One of the most prevalent worries for patients is how they will cope financially after diagnosis as many of them are unable to return to work.
It is Tara's job to signpost them to the relevant support services and Macmillan works closely with a range of local charities across the Western Trust area to ensure people can access support as close to home as possible.
Tara believes society's attitude towards cancer - which for a long time was a taboo subject - has changed thanks to so many new treatments and increased survival rates.
"In the past, cancer has been a subject people avoided but people are more open to talking about it now and how to live with it," says Tara.
"Seeing the benefits that people get from the services available at the Macmillan Support Centre is heart-warming.
"I take pride in my job and want to ensure that everyone I encounter gets the same level of experience that I did. It's just so humbling to be able to help people, whenever they need you."
For information, support or just someone to talk to call 0808 8080000 or visit macmillan.org.uk
M&S food stores raise money for Macmillan
As part of its month long celebration of its partnership with Macmillan, M&S food stores are hosting a series of activities to raise funds for people living with cancer, including an in-store Wall of Support and the World's Biggest Coffee Morning which takes place today.
The Wall of Support aims to encourage customers and colleagues to share their messages of support to 'Raise a Mug' for Macmillan or a loved one.
Mug message notes are available to buy at checkouts for £1, and customers are encouraged to stick their message on the Wall of Support.

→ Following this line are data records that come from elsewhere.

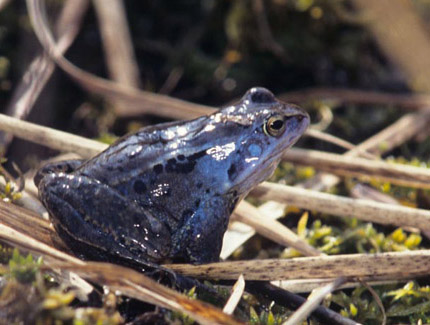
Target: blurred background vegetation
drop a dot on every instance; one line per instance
(210, 52)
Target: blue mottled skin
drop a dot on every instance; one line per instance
(167, 191)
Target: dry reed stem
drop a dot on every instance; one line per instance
(273, 229)
(357, 96)
(393, 265)
(139, 102)
(41, 68)
(235, 296)
(347, 165)
(129, 282)
(313, 302)
(341, 206)
(344, 207)
(397, 133)
(118, 47)
(408, 48)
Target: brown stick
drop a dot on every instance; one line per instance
(390, 265)
(117, 44)
(408, 48)
(137, 101)
(345, 207)
(357, 96)
(347, 165)
(41, 68)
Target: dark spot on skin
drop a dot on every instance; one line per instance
(262, 97)
(158, 169)
(231, 171)
(197, 155)
(183, 168)
(186, 214)
(139, 187)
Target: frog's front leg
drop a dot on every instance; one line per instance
(100, 223)
(199, 240)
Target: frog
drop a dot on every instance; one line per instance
(166, 192)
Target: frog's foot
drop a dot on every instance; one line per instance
(97, 221)
(66, 166)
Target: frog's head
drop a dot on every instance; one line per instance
(264, 128)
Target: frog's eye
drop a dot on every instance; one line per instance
(274, 126)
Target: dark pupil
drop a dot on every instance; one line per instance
(277, 125)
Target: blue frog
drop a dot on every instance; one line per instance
(167, 191)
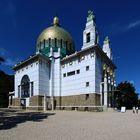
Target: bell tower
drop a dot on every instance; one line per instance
(90, 34)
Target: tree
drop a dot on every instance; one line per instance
(125, 95)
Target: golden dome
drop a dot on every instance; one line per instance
(56, 32)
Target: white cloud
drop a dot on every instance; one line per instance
(133, 25)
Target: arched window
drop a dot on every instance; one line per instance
(25, 86)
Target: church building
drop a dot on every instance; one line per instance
(59, 77)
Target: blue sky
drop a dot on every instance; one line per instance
(21, 22)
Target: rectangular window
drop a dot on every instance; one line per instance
(87, 84)
(78, 71)
(87, 68)
(64, 75)
(88, 37)
(71, 73)
(32, 88)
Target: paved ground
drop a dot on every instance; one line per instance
(68, 125)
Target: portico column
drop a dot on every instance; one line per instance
(20, 91)
(112, 91)
(30, 90)
(109, 91)
(51, 78)
(105, 91)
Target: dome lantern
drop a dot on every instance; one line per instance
(55, 37)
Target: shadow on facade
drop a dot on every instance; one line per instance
(11, 118)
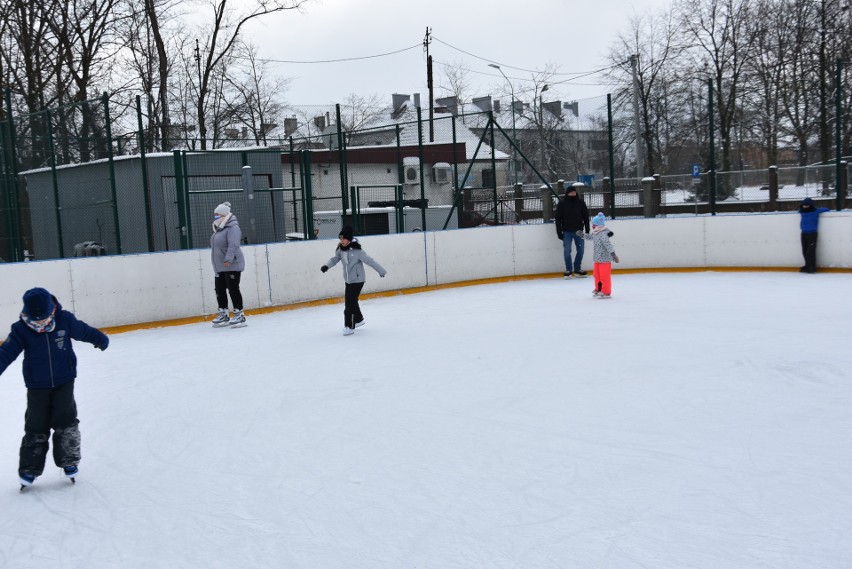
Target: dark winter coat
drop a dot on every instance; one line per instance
(49, 359)
(810, 215)
(571, 216)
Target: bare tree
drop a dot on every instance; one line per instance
(652, 40)
(726, 42)
(222, 34)
(256, 100)
(455, 81)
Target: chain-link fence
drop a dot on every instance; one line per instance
(72, 188)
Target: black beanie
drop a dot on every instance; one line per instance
(38, 304)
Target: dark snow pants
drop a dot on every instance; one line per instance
(809, 251)
(352, 312)
(52, 408)
(229, 281)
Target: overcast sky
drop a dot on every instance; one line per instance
(522, 37)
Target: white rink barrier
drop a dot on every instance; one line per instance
(134, 289)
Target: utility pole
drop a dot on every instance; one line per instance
(634, 63)
(426, 41)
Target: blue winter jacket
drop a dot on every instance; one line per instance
(49, 359)
(810, 216)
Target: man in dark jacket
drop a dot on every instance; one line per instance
(44, 333)
(571, 216)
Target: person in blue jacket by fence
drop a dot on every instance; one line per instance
(808, 225)
(44, 333)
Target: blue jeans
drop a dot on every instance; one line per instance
(579, 244)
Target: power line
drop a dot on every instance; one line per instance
(341, 59)
(572, 75)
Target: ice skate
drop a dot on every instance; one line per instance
(71, 472)
(221, 319)
(239, 319)
(26, 480)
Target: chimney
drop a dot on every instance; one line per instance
(573, 106)
(482, 103)
(290, 125)
(450, 103)
(399, 101)
(554, 108)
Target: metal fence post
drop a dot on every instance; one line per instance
(146, 189)
(105, 98)
(248, 193)
(55, 179)
(422, 178)
(12, 171)
(773, 187)
(179, 199)
(611, 178)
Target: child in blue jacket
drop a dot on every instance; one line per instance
(808, 225)
(44, 333)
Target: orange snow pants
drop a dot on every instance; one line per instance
(603, 277)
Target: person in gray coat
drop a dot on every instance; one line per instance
(353, 258)
(228, 264)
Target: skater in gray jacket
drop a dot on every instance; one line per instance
(353, 258)
(228, 264)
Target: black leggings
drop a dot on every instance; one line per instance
(809, 250)
(229, 281)
(51, 408)
(352, 312)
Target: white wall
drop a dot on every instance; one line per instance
(112, 291)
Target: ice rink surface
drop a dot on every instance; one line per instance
(699, 420)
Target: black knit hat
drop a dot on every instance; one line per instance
(38, 304)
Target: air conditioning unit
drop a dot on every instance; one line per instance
(411, 170)
(442, 173)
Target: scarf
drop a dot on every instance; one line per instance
(220, 223)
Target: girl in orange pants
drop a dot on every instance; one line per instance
(604, 254)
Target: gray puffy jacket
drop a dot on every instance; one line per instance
(604, 252)
(353, 259)
(225, 246)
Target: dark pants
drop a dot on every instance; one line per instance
(47, 409)
(809, 251)
(229, 281)
(352, 312)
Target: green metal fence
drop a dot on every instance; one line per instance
(71, 187)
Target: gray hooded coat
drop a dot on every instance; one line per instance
(353, 259)
(225, 246)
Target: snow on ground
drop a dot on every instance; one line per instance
(692, 421)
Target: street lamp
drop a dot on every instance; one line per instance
(514, 132)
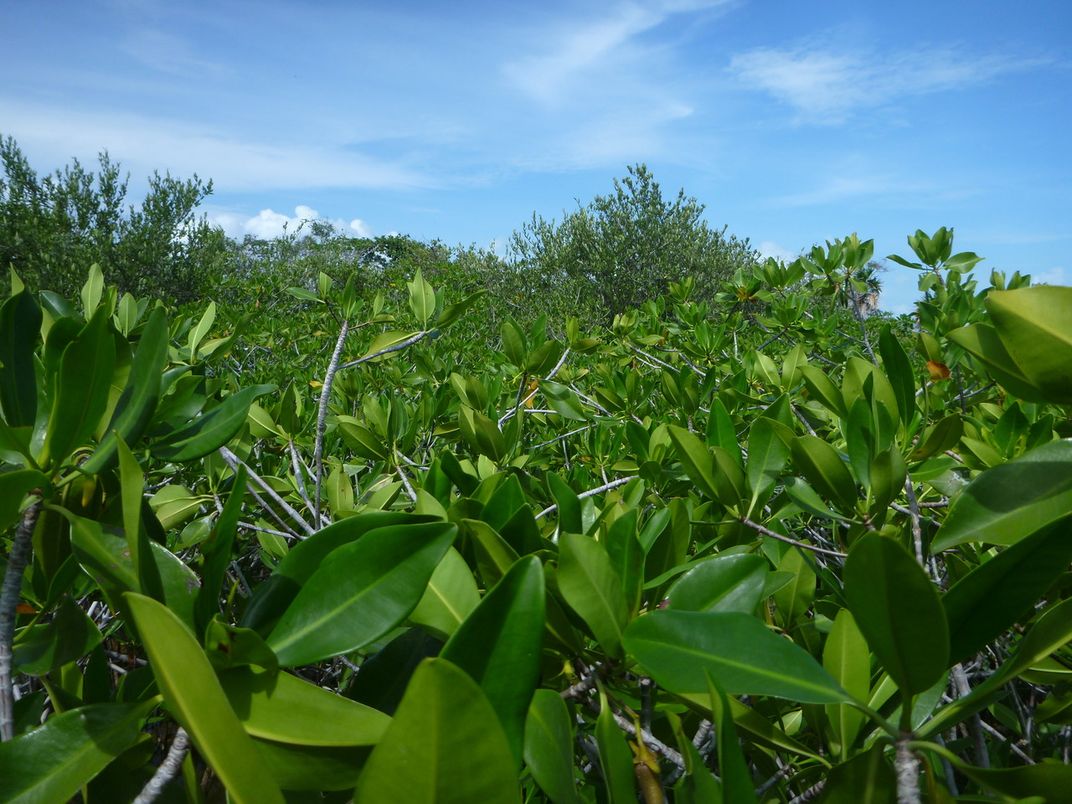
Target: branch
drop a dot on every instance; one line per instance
(9, 600)
(393, 347)
(234, 461)
(802, 545)
(167, 770)
(322, 417)
(589, 493)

M&S stores are also inviting customers to join them for an extra special cup of coffee and slice of cake throughout September, to help them support Macmillan.
Last year, stores in Northern Ireland raised over £56,000 to support Macmillan professional roles in hospitals and within the local community, such as nurses, occupational therapists and dieticians.
Across a decade of fundraising, the company has raised over £16.3m as official partner to Macmillan's World's Biggest Coffee Morning.
All donations from M&S go towards funding Macmillan professionals like Tara who help the growing number of people living with cancer to live life as fully as they can.
In the last year alone, M&S Food raised almost £3m, enough to fund 55 Macmillan professionals for a year. An incredible £2m alone came from the World's Biggest Coffee Morning in-store events.